As a filmmaker, I am constantly disappointed by my peers and their failure to appreciate the fullness of their craft. Sucker Punch is a great example. It's a movie about a girl on lobotomy row. It's about a girl sold into sexual slavery. It's about a special forces unit of steam punk chicks that fight against hoards of Nazi zombies. Its all the above. Its shallow. And its awesome.
Ignore all piffy reviews. They're dumb.
There is no plot but In The Mood For Love has even less plot. There is no character development, but that didn't stop Goddard in Breathless. The literary criticisms are not only empty, they show a fundamental misunderstanding of the medium. Film is shallow and superficial but that does not imply that it is without beauty.
This film a high-octane parable of Jungian psychology. The Hero has five faces: Baby Doll (Emily Browning), Sweat Pea (Abbie Cornish), Rocket (Jena Malone), Blondie (Vanessa Hudgens) and Amber (Jamie Chung). If you read Sybil or seen the 1976 film you know that the five aspects of the single personality represent the tools for overcoming a traumatic experience.
Sucker Punch has a lot in common with Inception. It's not only a film about alternate reality but ventures into the meta-dream space. To escape the mental institution, Baby Doll enters a brothel. To escape the brothel, she enters the steam punk comic book action adventure sequence. Each sub-reality is more glitzy and less dangerous than the last and, like Inception, the dream-space action offers some psychic tools to overcome real life problems. The difference is, Abbie Cornish didn't fancy herself taking part in this generation's version of 8 1/2.
Much like the characters, even the story locations are just psychological constructs. The mental institution is no more real than the prisons Johnny Cash sang about. Enter the dark blue color palate of the theater, where the girls fight over checkerboards and the psychologist's couch is casually replaced by a bed on a stage. This is also the scene where Babay-doll's father bribes the abusive orderly to falsify the lobotomy paperwork. It would be frightening if it wasn't so surreal.
The brothel is not only an escape from trauma but it also rationalization of the absurd. Baby Doll's father figure is replaced by a Catholic priest, a villain we are much more emotionally prepared to deal with just as we are more prepared to deal with abusive sexual situations in the brothel than we are in the mental ward. Its to be expected. And there is a layer of magic to it that separates it from reality. The five girls are presented as prostitutes in the same way Audry Hepburn's character in Breakfast At Tiffany's is a prostitute - cute, charming and not a bit dirty.
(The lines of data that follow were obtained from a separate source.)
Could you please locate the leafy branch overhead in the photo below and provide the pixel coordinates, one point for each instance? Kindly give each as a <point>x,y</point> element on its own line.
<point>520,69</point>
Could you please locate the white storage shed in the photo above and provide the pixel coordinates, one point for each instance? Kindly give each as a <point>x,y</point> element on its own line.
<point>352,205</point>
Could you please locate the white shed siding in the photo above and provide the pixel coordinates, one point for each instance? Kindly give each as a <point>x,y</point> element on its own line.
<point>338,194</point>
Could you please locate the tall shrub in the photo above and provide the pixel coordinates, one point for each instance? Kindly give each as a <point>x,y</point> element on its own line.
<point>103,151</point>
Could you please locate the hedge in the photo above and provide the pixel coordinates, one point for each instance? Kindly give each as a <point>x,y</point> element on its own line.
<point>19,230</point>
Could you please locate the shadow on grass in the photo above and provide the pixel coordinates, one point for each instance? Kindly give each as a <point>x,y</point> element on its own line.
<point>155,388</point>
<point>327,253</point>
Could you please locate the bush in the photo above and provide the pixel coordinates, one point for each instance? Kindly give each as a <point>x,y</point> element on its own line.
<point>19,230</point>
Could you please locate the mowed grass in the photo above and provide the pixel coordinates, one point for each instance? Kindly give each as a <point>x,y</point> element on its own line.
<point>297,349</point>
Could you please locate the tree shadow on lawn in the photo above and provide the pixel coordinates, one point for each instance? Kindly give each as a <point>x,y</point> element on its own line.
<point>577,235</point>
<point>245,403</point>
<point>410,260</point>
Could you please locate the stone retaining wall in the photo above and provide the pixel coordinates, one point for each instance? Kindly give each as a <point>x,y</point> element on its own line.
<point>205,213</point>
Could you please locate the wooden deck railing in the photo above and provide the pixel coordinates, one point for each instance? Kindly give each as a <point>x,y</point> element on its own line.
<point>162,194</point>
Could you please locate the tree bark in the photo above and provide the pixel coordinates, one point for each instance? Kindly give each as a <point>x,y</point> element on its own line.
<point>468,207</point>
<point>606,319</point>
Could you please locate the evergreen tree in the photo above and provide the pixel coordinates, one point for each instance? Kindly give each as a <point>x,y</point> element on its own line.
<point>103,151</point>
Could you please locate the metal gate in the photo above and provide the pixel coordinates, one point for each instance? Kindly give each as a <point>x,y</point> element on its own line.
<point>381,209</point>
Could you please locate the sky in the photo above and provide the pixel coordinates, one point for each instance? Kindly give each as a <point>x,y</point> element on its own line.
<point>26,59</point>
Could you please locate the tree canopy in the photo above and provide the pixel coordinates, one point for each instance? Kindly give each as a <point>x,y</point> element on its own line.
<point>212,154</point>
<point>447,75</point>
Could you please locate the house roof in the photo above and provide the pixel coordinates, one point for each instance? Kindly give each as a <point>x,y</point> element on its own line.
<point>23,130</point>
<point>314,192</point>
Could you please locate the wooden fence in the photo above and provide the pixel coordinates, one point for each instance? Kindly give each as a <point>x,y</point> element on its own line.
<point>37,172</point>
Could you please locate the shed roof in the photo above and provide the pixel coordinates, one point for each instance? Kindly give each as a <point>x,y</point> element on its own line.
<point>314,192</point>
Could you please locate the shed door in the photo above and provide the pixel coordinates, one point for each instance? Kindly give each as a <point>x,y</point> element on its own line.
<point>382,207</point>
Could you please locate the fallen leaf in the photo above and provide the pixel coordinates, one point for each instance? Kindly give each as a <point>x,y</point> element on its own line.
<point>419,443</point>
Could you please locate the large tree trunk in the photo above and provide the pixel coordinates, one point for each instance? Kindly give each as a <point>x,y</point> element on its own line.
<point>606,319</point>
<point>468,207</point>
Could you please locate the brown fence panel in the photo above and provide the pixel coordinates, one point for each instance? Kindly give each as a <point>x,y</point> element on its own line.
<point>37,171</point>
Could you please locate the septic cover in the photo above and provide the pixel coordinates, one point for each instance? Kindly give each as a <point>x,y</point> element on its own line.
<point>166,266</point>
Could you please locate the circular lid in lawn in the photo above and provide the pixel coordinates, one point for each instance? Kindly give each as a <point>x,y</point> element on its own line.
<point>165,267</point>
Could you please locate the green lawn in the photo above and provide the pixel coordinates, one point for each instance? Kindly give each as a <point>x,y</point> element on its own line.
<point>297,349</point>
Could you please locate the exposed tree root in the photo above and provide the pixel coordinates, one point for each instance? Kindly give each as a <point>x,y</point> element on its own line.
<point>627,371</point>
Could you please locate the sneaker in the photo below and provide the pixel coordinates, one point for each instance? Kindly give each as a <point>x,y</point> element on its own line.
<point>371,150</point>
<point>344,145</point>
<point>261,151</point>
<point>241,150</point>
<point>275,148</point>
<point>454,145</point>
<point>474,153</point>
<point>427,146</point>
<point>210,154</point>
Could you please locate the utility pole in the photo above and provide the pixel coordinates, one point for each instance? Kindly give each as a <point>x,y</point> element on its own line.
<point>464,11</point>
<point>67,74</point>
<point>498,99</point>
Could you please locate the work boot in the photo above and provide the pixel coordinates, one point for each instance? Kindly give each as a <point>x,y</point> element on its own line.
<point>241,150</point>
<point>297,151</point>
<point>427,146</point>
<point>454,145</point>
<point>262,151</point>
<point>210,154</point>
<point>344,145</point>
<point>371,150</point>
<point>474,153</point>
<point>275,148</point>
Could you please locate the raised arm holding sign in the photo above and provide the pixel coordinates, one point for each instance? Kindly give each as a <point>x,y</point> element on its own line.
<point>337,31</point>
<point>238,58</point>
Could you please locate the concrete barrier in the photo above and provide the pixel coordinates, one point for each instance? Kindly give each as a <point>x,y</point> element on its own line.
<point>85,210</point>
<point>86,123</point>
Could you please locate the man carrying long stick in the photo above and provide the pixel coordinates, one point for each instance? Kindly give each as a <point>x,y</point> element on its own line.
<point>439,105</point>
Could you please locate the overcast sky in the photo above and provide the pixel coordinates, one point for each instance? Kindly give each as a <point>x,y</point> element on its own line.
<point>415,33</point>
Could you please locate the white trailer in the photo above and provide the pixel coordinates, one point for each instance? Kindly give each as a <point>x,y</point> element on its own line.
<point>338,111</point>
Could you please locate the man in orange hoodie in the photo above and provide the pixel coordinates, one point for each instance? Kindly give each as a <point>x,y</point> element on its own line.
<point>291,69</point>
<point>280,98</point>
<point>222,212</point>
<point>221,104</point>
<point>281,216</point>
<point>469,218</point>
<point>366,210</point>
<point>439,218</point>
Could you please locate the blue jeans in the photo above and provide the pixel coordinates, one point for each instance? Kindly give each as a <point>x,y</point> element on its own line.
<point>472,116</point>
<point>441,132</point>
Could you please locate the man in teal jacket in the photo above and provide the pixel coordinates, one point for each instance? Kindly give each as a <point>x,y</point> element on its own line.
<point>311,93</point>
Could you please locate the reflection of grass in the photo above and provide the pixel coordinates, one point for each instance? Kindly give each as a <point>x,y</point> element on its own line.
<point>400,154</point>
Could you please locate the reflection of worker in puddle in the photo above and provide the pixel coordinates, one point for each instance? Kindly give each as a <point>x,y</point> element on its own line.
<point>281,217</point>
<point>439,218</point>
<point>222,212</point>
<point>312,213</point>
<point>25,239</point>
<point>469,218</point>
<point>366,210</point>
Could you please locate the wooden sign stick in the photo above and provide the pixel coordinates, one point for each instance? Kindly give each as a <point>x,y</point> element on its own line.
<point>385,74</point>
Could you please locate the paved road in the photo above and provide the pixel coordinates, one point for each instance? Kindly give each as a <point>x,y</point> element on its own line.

Sucker Punch is secretly smart. It might not get strait A's from the critics. It's thesis is nebulous. The narrative introduction and conclusion are not intended to explain the story but simply add color to the visuals. It doesn't call upon Fellini for inspiration or offer you any such serious bylines as Christopher Nolan or Wally Pfister. The film doesn't feature a Laurence Fishborne character to spell out the existentialism. It disguises itself as the 420-friendly version of Beowulf and doesn't let on that it has anything going on between the scenes, that everything should be accepted for face value.
Most importantly, Sucker Punch doesn't pretend to be anything more than it is. This film is not literary art. No film is literary art. It's a sequence of visceral experiences aimed to illicit an irrational emotional response. There is no message except for the one you bring with you. And after the film, we reflect upon those emotional responses and supplemental messages over cocktails. But its not literature. Its fun.